Considering the weight of MIUI atop Android, that’s always a big accomplishment – and thanks to the Mi Max’s large display, there’s always more to enjoy. In fact, something I truly grew to appreciate with the device was consuming media – watching YouTube videos at full HD was a treat in a device that sits neatly between my two hands and glided throughout content libraries streamed from the server on my home computer.
Of course, one of the major benefits of a larger smartphone is the fact that you can cram in a massive battery. While this is smaller than you might expect – at ‘only’ 4850mAh – the fact of the matter is that the Mi Max is up for just about anything for days at a time.
In a video loop test, the Mi Max lasted for upwards of 20 hours on a single charge – and the fact that Xiaomi have bundled a 10W charger with the device speeds up the charging process. This is a phone which you won’t need to tote a battery pack for – and that’s good news, because you probably wouldn’t be able to fit one in your pocket anyway.
The Mi Max has a fortunate pedigree when it comes to cameras, and this is a phablet which doesn’t disappoint. If you can get past the awkwardness of toting this outside and actively snapping something worthwhile, the device generally offers a good experience.
You’ll have to battle past some over-sharpening while focussing the primary camera, which tends to cause jagged edges in some photos. As a consequence, detail is generally plentiful when this is controlled. Colours can easily wash out in broad daylight, leaving this best suited for adventures at golden hour.
The ability to record 4K video is welcome, as you’ll more than likely watch them over-and-over again on the Mi Max’s large display. While video quality is great even in low-light, the same can’t be said of stills.
The front-facing camera offers a decent way to get your selfies in, but don’t expect award-winning quality. There’s an odd amount of barrel distortion here which will compromise the shape of your face – leaving you with a wider chin and slimmer forehead than is actually true.
The Xiaomi Mi Max is a difficult smartphone to recommend. With a price range that slides from R4000-R5000 ZAR at retail, the Mi Max isn’t an overly expensive offering – but it feels somewhat of an unfocused one.
For consumers looking to get a media-consumption device or a travel-friendly smartphone/tablet hybrid, the Mi Max makes a lot of sense; it’s a smartphone that can handle a wide variety of tasks and sits in-between two worlds.
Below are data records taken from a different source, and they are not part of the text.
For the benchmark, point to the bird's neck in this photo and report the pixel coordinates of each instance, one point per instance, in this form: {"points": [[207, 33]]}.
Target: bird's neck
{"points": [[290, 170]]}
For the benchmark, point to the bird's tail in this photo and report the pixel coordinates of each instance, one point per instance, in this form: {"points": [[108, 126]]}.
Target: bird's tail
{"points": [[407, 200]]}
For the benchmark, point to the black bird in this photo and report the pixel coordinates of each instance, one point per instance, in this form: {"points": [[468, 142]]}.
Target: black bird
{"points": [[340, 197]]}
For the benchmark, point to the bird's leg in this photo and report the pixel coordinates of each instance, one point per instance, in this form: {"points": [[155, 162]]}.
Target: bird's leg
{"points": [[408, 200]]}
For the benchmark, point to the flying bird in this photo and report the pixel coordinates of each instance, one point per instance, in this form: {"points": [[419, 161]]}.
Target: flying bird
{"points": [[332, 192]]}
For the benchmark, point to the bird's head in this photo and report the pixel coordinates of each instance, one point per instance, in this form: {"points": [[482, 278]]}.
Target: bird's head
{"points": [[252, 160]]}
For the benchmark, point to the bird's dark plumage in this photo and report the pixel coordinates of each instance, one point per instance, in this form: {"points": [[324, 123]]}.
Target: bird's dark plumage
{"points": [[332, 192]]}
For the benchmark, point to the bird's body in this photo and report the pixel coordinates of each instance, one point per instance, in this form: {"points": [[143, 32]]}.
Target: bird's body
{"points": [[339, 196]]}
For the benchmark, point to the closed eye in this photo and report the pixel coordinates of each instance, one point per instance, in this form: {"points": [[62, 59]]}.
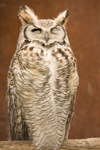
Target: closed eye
{"points": [[54, 30], [36, 30]]}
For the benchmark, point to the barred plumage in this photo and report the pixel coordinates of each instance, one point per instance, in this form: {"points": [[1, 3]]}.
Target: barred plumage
{"points": [[42, 82]]}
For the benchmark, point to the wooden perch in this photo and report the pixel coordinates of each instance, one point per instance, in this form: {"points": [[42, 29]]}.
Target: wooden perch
{"points": [[72, 144]]}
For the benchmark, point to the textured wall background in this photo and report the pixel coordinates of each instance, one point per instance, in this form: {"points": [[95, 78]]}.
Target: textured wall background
{"points": [[84, 35]]}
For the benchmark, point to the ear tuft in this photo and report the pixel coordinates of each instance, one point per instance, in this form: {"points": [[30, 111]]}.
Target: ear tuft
{"points": [[62, 18], [26, 14]]}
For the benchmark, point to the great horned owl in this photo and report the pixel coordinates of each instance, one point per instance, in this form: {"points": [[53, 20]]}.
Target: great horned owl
{"points": [[42, 82]]}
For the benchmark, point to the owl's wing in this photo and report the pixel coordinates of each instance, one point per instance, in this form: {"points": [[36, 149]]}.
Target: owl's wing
{"points": [[73, 84], [17, 126]]}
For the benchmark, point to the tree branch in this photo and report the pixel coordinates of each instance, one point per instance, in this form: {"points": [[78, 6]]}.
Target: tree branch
{"points": [[72, 144]]}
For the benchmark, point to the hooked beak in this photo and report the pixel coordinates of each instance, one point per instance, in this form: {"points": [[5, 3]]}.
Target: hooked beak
{"points": [[46, 36]]}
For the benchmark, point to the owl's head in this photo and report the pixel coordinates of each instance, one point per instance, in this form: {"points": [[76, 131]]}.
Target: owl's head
{"points": [[43, 30]]}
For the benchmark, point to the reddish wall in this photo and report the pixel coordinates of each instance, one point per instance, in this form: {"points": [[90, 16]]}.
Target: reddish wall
{"points": [[84, 35]]}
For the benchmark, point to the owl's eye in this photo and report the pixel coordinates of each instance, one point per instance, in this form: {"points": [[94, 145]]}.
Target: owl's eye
{"points": [[38, 30], [54, 30]]}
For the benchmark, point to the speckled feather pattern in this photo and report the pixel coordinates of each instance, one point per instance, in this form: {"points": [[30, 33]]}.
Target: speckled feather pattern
{"points": [[41, 87]]}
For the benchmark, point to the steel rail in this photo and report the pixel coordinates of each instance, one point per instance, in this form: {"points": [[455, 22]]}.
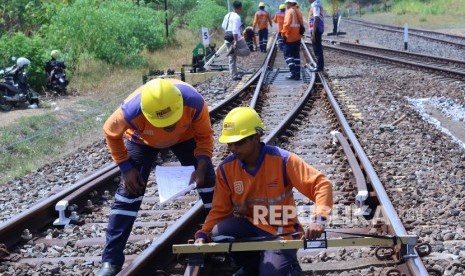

Great performance, a massive battery, and two above-average cameras complete an offering that falls somewhat short thanks to its mixed identity. I’m left to feel that had Xiaomi integrated a stylus, the Mi Max could have been a winning proposition.
Instead, the Mi Max is left as somewhat of a curiosity in an aisle of competing devices which are comparatively more capable. While one might be hard pressed to find a phablet that’s a direct competitor in South Africa, the fact remains that there are plenty of more focused smartphones and tablets to choose from.
Let’s wrap up. The Mi Max gets a number of things right; great performance and battery life come together to solve two areas most consumers will take into account when choosing their next phone.
However, this isn’t a device for everyone – its odd size, lack of expanded functionality, and general lack of identity leave this as a phone which will probably be a supplementary purchase for most consumers.
Is bigger always better? It depends on who you ask.